L'enfant lui offrit un large sourire confiant et lui tendit les bras, un large sourire étirant sa bouche baveuse. L'homme se fit la réflexion que son filleul en était au même point, bavant sans cesse. Lucius avait une armée d'elfes qui suivaient le bambin pour le nettoyer - hors de question que l'héritier puisse être aperçu dans des vêtements humides de bave.

Comme Severus hésitait, le gamin s'impatienta, poussant des petits cris pour attirer son attention, bras levés, ses petites mains s'ouvrant et se fermant fébrilement, démontrant son impatience d'être secouru.
Finalement, il se pencha en avant et attrapa le gosse sous les aisselles pour le lever face à lui, en l'observant avec une grimace septique.

Déjà, il avait la tignasse des Potter. Des cheveux d'un noir d'encre, pointant dans toutes les directions. Mais il semblait être un enfant enjoué et plutôt calme, puisqu'il n'avait pas encore hurlé à s'en briser les cordes vocales comme Drago le faisait lorsqu'il voulait quelque chose.
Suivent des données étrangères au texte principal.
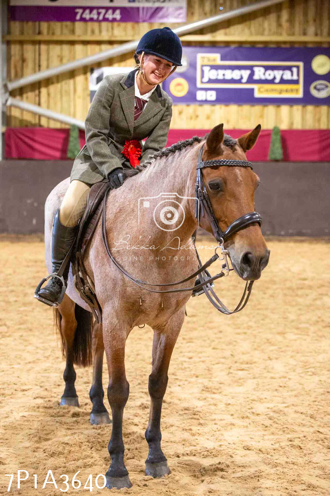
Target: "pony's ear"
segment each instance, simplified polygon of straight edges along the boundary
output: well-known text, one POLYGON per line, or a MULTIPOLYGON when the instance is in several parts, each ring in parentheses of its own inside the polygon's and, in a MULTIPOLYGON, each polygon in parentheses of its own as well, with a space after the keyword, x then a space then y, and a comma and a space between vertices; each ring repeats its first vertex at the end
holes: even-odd
POLYGON ((253 131, 247 132, 246 134, 243 134, 243 136, 241 136, 240 138, 238 138, 237 143, 243 148, 244 152, 246 152, 247 150, 251 150, 252 147, 254 146, 261 129, 261 126, 258 124, 253 131))
POLYGON ((213 129, 206 139, 206 147, 208 151, 212 153, 216 152, 220 147, 224 140, 224 124, 218 124, 213 129))

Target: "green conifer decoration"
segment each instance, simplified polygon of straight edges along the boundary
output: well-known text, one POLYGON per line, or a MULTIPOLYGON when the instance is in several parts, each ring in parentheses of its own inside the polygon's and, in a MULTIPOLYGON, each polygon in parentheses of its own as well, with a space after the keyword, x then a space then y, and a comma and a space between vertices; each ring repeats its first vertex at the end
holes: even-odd
POLYGON ((281 139, 281 131, 280 128, 276 125, 273 128, 271 145, 269 147, 268 158, 270 160, 283 160, 283 150, 282 149, 282 142, 281 139))
POLYGON ((78 126, 73 125, 70 128, 70 136, 67 156, 68 158, 72 158, 74 160, 80 151, 79 129, 78 126))

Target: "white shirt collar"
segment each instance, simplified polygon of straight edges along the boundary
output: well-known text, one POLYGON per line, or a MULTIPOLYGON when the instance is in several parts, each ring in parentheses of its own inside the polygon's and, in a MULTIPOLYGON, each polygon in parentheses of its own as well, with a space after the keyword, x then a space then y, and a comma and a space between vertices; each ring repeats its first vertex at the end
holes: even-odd
MULTIPOLYGON (((139 71, 137 70, 135 73, 135 80, 134 83, 134 85, 135 87, 135 96, 139 97, 139 98, 142 98, 143 100, 146 100, 147 102, 149 99, 150 98, 150 96, 151 96, 151 93, 152 93, 152 92, 154 91, 154 90, 156 89, 156 86, 155 86, 154 88, 153 88, 152 90, 150 90, 150 91, 148 91, 147 93, 145 93, 144 95, 141 95, 140 91, 139 89, 139 86, 138 86, 138 83, 137 83, 137 76, 138 75, 138 72, 139 71)), ((157 86, 157 85, 156 85, 156 86, 157 86)))

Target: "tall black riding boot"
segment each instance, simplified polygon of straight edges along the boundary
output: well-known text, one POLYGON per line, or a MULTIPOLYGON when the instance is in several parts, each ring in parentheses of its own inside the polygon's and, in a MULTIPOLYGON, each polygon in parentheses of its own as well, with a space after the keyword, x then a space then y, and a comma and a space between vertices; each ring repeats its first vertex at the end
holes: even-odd
POLYGON ((63 300, 68 282, 70 268, 70 256, 68 256, 65 267, 62 267, 57 275, 60 267, 68 254, 70 248, 76 239, 78 226, 66 227, 59 220, 59 209, 54 218, 51 237, 51 263, 53 273, 45 279, 43 279, 35 292, 35 298, 50 307, 58 307, 63 300), (63 271, 64 269, 64 271, 63 271), (47 279, 48 284, 44 288, 41 287, 47 279))

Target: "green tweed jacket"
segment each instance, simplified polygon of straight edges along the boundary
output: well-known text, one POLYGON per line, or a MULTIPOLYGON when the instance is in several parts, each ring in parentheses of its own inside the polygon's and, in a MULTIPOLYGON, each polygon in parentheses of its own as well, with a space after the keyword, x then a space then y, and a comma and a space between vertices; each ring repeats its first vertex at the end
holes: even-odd
POLYGON ((93 99, 85 121, 86 144, 76 157, 70 181, 93 185, 117 167, 132 169, 121 152, 127 139, 147 138, 141 161, 163 148, 172 118, 173 101, 159 85, 134 121, 135 70, 106 76, 93 99))

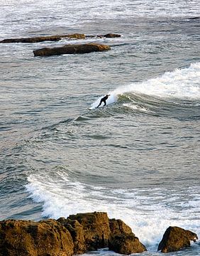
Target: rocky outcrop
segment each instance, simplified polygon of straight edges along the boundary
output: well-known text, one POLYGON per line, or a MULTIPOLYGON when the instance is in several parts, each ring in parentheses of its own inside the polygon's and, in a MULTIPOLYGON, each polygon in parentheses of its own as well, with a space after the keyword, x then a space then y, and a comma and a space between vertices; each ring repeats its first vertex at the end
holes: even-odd
POLYGON ((194 233, 179 227, 169 227, 160 241, 157 250, 161 252, 176 252, 190 246, 190 241, 198 239, 194 233))
POLYGON ((109 219, 109 226, 111 234, 130 234, 131 228, 121 220, 109 219))
POLYGON ((126 255, 147 250, 133 233, 112 235, 109 240, 109 248, 116 252, 126 255))
POLYGON ((57 220, 70 233, 74 242, 74 253, 82 254, 87 252, 83 226, 77 220, 60 218, 57 220))
POLYGON ((89 53, 110 50, 109 46, 98 43, 65 45, 62 47, 43 48, 33 50, 34 56, 50 56, 61 54, 89 53))
POLYGON ((109 220, 111 233, 109 248, 116 252, 130 255, 146 251, 146 247, 132 233, 128 225, 121 220, 109 220))
POLYGON ((106 213, 78 213, 67 219, 76 220, 82 225, 87 250, 108 247, 110 228, 106 213))
MULTIPOLYGON (((189 230, 170 227, 158 250, 177 251, 197 239, 189 230)), ((107 247, 123 255, 146 250, 128 225, 109 219, 106 213, 78 213, 57 220, 0 221, 0 256, 72 256, 107 247)))
POLYGON ((0 222, 1 256, 70 256, 73 247, 70 233, 55 220, 0 222))
POLYGON ((84 39, 84 34, 74 33, 69 35, 60 35, 60 36, 35 36, 30 38, 9 38, 0 41, 0 43, 39 43, 45 41, 57 41, 62 38, 74 38, 74 39, 84 39))
POLYGON ((113 34, 113 33, 108 33, 104 36, 101 36, 103 37, 109 38, 118 38, 121 37, 121 35, 119 34, 113 34))
POLYGON ((43 41, 57 41, 62 38, 74 38, 74 39, 84 39, 86 38, 94 37, 106 37, 106 38, 118 38, 121 37, 121 35, 107 33, 106 35, 99 36, 86 36, 81 33, 67 34, 67 35, 56 35, 56 36, 34 36, 28 38, 7 38, 0 41, 0 43, 39 43, 43 41))

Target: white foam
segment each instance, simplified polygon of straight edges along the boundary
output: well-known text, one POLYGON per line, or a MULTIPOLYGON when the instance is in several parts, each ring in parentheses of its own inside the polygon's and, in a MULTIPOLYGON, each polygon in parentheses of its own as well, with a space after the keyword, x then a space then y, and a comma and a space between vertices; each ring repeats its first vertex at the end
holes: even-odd
POLYGON ((107 212, 109 218, 121 218, 129 225, 148 250, 156 250, 170 225, 199 234, 199 188, 178 192, 162 188, 111 191, 70 180, 60 171, 56 178, 35 174, 28 181, 27 191, 34 201, 43 203, 43 216, 57 218, 77 213, 107 212))
MULTIPOLYGON (((165 99, 199 100, 199 81, 200 63, 196 63, 191 64, 189 68, 176 69, 173 72, 166 72, 158 78, 150 79, 143 82, 134 82, 119 87, 109 92, 111 96, 106 102, 108 105, 113 104, 118 100, 119 95, 127 93, 143 94, 165 99)), ((102 97, 98 98, 91 105, 91 109, 97 107, 102 97)), ((126 107, 135 107, 133 105, 132 107, 126 105, 126 107)))
POLYGON ((200 63, 189 68, 167 72, 160 77, 138 83, 131 83, 116 89, 116 95, 136 92, 160 97, 182 99, 200 98, 200 63))
MULTIPOLYGON (((110 95, 110 96, 109 97, 108 100, 106 100, 106 105, 109 105, 111 104, 113 104, 114 102, 116 102, 118 100, 118 96, 116 94, 111 93, 111 92, 108 93, 108 95, 110 95)), ((94 110, 95 108, 97 107, 97 106, 99 105, 101 99, 104 96, 101 96, 98 98, 98 100, 96 100, 91 105, 90 107, 90 110, 94 110)), ((99 107, 103 107, 104 105, 104 102, 99 107)))

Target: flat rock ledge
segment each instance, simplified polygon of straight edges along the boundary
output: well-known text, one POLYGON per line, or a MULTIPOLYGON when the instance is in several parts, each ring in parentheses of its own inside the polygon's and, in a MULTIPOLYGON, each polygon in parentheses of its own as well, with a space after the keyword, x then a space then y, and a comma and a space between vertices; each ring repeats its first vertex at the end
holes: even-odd
POLYGON ((61 47, 43 48, 33 50, 34 56, 51 56, 62 54, 81 54, 102 52, 111 50, 111 47, 98 43, 69 44, 61 47))
POLYGON ((123 255, 146 250, 130 227, 106 213, 0 221, 0 256, 72 256, 104 247, 123 255))
POLYGON ((160 241, 157 250, 161 252, 177 252, 190 247, 190 241, 196 242, 197 235, 179 227, 169 227, 160 241))
POLYGON ((6 38, 0 41, 0 43, 39 43, 43 41, 57 41, 62 38, 69 39, 85 39, 86 38, 118 38, 121 37, 119 34, 107 33, 106 35, 98 36, 86 36, 82 33, 65 34, 65 35, 56 35, 56 36, 35 36, 28 38, 6 38))

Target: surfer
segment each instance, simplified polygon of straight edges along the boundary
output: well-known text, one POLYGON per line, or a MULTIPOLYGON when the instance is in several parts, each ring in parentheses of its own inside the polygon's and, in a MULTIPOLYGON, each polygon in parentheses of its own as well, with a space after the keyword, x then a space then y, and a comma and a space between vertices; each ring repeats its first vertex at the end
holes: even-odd
POLYGON ((108 97, 110 96, 111 95, 106 95, 106 96, 103 97, 101 100, 99 104, 99 105, 96 107, 96 108, 98 108, 99 106, 101 106, 101 103, 104 102, 104 106, 106 105, 106 100, 108 99, 108 97))

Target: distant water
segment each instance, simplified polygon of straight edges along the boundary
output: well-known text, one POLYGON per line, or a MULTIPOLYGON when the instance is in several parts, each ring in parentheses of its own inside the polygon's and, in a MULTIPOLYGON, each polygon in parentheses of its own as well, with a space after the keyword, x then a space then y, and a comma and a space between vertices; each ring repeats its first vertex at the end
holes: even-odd
MULTIPOLYGON (((158 255, 170 225, 200 236, 196 17, 199 0, 0 1, 0 40, 123 36, 0 45, 1 220, 106 211, 132 228, 147 255, 158 255), (33 54, 93 41, 111 50, 33 54), (106 107, 89 110, 108 93, 106 107)), ((199 245, 169 255, 199 255, 199 245)))

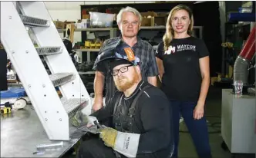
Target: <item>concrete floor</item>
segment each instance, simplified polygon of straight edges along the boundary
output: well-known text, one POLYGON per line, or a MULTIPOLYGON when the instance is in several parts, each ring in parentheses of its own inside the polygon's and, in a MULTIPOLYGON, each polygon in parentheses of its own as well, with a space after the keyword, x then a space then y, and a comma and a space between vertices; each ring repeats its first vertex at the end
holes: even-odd
MULTIPOLYGON (((207 120, 208 121, 208 130, 210 137, 210 145, 213 158, 254 158, 255 154, 231 154, 227 150, 221 148, 223 142, 221 133, 221 89, 211 87, 206 102, 207 120), (214 127, 211 126, 214 124, 214 127)), ((198 157, 190 135, 186 133, 187 127, 184 122, 180 123, 180 144, 179 158, 197 158, 198 157)), ((72 153, 68 153, 63 157, 75 157, 72 153)))

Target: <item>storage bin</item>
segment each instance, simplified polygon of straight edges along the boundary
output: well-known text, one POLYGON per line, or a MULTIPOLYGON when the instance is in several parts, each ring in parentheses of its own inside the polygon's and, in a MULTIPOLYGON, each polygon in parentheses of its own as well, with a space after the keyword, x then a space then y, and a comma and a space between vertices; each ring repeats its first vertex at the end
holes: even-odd
POLYGON ((90 25, 95 28, 112 28, 114 14, 101 12, 89 12, 90 15, 90 25))

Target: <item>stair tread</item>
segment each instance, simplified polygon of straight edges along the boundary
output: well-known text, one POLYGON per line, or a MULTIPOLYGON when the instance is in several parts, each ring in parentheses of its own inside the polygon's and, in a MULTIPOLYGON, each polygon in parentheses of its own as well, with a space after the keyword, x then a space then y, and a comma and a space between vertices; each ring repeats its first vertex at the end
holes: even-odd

Ses yeux verts brillaient, et il était souriant malgré le drame qui venait de se produire et qu'il n'avait pas dû comprendre.

Severus secoua la tête, avant de plaquer le gosse contre sa poitrine pour le maintenir fermement, un bras sous ses fesses.
Aussitôt le petit garçon laissa échapper un soupir satisfait et se nicha contre l'homme, se sentant visiblement en confiance.

Attendri même s'il aurait préféré être découpé en morceau plutôt que de l'admettre, Severus lui caressa les cheveux avec douceur.
- Ça va aller bonhomme. Tout ira bien.